I guess there's benefit to running that step without subsampling to the initial 256 tokens per image/frame ( https://ai.google.dev/gemma/docs/gemma-3n/model_card#inputs_... ) to go on from that, https://github.com/antimatter15/reverse-engineering-gemma-3n suggests these are 2048 dimensional tokens, which makes these 60 Hz frame digestion rate produce just under 31.5 Million floats-of-your-choosen-precision per second. At least at the high (768x768) input resolution, this is a bit less than one float per pixel.
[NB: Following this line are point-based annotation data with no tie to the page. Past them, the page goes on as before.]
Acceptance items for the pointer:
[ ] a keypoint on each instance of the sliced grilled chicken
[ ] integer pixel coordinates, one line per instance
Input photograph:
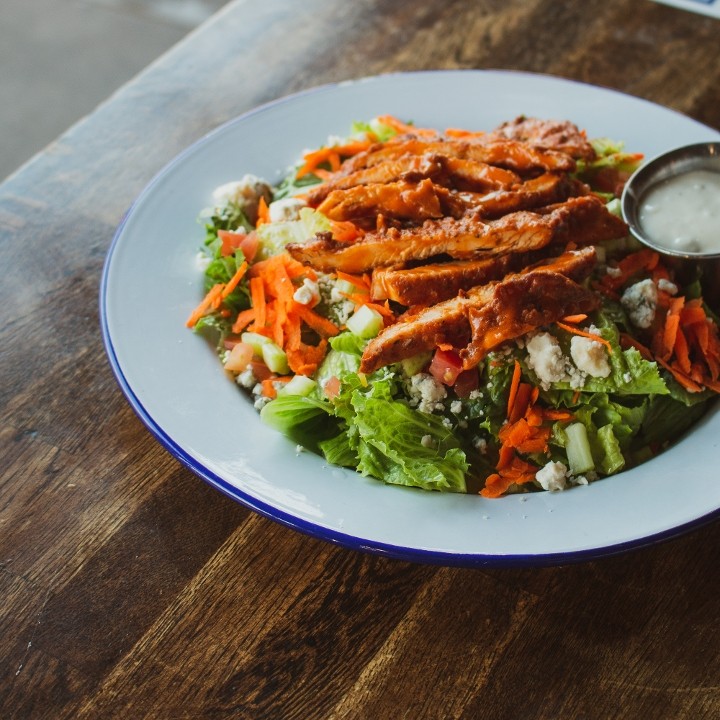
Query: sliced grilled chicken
(450, 172)
(396, 200)
(558, 135)
(432, 283)
(504, 153)
(449, 322)
(546, 189)
(520, 304)
(469, 236)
I guess maybe with very heavy quantizing to like 4 bit that could beat sufficiently-artifact-free video coding for then streaming the tokenized vision to a (potentially cloud) system that can keep up with the 15360 token/s at (streaming) prefill stage?
Or I could imagine just local on-device visual semantic search by expanding the search query into a bunch of tokens that have some signed desire/want-ness each and where the search tokens get attended to the frame's encoded tokens, activation function'd, scaled (to positive/negative) by the search token's desire score, and then just summed over each frame to get a frame score which can be used for ranking and other such search-related tasks.
(For that last thought, I asked Gemini 2.5 Pro to calculate flops load, and it came out to 1.05 MFLOPS per frame per search token; Reddit suggests the current Pixel's TPU does around 50 TOPS, so if these reasonably match each terminology wise, assuming we're spending about 20% of it's compute on the search/match aspect, it comes out to an unreasonably (-seeming) about 190k tokens the search query could get expanded to. I interpret this result to imply that quality/accuracy issues in the searching/filtering mechanism would hit before encountering throughout issues in this.)